In [2]:
!pip install playwright transformers sentence-transformers beautifulsoup4 lxml
!playwright install-deps
!playwright install

import torch
import requests
from bs4 import BeautifulSoup, Comment
from playwright.async_api import async_playwright
from transformers import AutoTokenizer, AutoModel
from sentence_transformers import SentenceTransformer
from PIL import Image

# =========================
#   1) CAPTURAR PANTALLA
# =========================

async def capture_screenshot(url, path):
    async with async_playwright() as p:
        browser = await p.chromium.launch(headless=True)
        page = await browser.new_page(viewport={"width":1280, "height":800})
        await page.goto(url, wait_until="networkidle", timeout=30000)
        await page.screenshot(path=path, full_page=True)
        await browser.close()

# =========================
#   2) EMBEDDING VISUAL CLIP
# =========================

from transformers import CLIPProcessor, CLIPModel

_clip_model = CLIPModel.from_pretrained("openai/clip-vit-base-patch32")
_clip_processor = CLIPProcessor.from_pretrained("openai/clip-vit-base-patch32")

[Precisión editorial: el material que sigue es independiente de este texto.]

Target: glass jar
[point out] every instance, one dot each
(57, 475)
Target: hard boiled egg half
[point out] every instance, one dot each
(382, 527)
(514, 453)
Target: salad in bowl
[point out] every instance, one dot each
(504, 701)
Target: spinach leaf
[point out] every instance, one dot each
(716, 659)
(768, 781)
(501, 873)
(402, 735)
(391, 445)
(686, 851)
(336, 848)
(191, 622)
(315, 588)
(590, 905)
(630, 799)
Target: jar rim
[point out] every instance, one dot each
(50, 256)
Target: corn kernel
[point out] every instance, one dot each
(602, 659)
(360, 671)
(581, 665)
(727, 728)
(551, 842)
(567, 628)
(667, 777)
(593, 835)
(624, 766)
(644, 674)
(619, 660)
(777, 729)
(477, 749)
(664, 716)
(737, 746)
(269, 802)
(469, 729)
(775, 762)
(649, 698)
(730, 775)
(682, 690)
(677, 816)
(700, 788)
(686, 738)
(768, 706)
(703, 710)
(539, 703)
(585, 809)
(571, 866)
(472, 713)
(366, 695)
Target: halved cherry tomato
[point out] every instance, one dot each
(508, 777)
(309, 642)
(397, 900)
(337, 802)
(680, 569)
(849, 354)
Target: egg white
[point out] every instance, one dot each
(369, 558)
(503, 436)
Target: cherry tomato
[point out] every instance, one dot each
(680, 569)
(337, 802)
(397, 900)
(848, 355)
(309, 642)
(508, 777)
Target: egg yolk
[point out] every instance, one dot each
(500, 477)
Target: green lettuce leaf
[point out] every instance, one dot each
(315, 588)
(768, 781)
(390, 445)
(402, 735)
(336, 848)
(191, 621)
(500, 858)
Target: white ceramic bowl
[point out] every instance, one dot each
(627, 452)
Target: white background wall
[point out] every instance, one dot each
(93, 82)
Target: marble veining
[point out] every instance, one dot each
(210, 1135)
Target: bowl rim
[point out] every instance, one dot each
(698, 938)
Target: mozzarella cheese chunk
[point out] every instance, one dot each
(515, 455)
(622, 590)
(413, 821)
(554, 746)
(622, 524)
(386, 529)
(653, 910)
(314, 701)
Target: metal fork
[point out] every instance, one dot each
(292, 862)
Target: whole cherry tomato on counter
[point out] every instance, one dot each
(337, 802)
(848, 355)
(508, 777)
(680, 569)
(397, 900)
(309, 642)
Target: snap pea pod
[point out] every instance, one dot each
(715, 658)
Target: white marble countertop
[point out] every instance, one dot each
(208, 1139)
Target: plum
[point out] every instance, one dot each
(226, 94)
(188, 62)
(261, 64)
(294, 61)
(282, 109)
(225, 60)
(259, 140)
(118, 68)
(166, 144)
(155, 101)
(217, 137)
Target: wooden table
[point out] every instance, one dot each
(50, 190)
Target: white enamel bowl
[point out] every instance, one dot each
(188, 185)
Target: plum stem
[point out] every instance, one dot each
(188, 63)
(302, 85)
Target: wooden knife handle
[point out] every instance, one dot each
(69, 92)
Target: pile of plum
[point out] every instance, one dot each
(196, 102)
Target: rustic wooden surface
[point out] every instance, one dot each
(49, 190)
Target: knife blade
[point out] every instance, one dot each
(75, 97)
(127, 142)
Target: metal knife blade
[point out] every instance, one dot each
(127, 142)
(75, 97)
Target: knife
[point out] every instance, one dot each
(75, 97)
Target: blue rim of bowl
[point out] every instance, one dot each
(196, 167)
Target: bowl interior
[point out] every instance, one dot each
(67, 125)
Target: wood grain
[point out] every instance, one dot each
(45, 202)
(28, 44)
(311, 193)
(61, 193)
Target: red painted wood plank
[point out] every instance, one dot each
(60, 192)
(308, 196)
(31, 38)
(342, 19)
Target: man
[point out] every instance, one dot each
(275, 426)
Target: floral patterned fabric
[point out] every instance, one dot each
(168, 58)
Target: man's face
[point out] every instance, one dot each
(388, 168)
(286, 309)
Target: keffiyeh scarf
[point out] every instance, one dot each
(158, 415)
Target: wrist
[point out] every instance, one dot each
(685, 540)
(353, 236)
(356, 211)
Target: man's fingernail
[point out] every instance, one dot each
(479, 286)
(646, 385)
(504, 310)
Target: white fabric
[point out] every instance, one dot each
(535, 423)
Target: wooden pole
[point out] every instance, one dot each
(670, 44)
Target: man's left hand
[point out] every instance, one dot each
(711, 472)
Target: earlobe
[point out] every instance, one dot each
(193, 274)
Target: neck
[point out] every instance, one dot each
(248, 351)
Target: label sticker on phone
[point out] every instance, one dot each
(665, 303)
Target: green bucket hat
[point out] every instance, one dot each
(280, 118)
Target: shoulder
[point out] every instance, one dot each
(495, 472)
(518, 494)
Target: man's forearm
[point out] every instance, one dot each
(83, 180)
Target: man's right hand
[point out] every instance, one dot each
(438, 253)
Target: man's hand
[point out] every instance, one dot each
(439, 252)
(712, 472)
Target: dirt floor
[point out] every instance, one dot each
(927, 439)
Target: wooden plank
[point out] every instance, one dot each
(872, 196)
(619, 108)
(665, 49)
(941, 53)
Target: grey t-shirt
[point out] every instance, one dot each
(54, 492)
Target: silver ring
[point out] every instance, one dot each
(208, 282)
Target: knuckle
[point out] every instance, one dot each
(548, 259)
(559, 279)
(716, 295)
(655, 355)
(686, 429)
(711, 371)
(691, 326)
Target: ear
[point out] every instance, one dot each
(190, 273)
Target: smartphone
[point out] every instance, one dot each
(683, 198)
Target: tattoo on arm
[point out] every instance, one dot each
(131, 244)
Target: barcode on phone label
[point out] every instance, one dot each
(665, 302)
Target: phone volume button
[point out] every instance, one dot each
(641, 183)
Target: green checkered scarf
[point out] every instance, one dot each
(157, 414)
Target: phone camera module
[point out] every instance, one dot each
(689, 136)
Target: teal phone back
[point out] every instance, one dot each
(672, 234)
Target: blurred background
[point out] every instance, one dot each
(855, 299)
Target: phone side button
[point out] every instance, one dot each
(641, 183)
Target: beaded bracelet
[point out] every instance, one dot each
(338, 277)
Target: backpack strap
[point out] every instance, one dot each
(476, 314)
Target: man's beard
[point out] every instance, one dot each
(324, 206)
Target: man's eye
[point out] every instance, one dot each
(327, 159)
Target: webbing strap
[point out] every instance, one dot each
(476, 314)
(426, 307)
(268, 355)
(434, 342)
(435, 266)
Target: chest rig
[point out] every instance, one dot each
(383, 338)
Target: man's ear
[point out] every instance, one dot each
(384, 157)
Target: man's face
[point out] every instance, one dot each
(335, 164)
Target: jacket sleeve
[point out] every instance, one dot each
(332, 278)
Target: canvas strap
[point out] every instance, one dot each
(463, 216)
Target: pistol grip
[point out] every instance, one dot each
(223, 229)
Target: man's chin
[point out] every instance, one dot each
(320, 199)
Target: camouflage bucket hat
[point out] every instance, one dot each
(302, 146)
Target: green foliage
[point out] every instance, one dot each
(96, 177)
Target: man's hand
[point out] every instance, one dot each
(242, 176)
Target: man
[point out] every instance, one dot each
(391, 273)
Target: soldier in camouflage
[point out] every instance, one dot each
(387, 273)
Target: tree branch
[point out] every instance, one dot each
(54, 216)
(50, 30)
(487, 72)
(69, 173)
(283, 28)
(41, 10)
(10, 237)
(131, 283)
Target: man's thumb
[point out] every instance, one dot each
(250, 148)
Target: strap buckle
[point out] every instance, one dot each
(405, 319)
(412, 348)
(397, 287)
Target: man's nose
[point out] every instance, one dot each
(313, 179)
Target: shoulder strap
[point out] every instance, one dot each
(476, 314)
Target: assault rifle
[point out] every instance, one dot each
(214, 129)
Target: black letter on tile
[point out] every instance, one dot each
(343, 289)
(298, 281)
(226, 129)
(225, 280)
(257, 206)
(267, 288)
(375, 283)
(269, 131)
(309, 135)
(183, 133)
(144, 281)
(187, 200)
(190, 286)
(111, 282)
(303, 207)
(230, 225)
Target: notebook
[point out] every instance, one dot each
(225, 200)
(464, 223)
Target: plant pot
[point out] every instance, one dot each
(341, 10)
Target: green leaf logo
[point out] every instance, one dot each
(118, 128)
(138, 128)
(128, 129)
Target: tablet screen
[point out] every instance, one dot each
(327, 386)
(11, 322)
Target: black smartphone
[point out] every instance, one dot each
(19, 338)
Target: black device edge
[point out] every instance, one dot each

def embed_image_clip(path):
    image = Image.open(path).convert("RGB")
    inputs = _clip_processor(images=image, return_tensors="pt")
    with torch.no_grad():
        outputs = _clip_model.get_image_features(**inputs)
    return outputs.squeeze()

# =========================
#   3) EMBEDDING DE TEXTO
# =========================

_text_model = SentenceTransformer("all-MiniLM-L6-v2")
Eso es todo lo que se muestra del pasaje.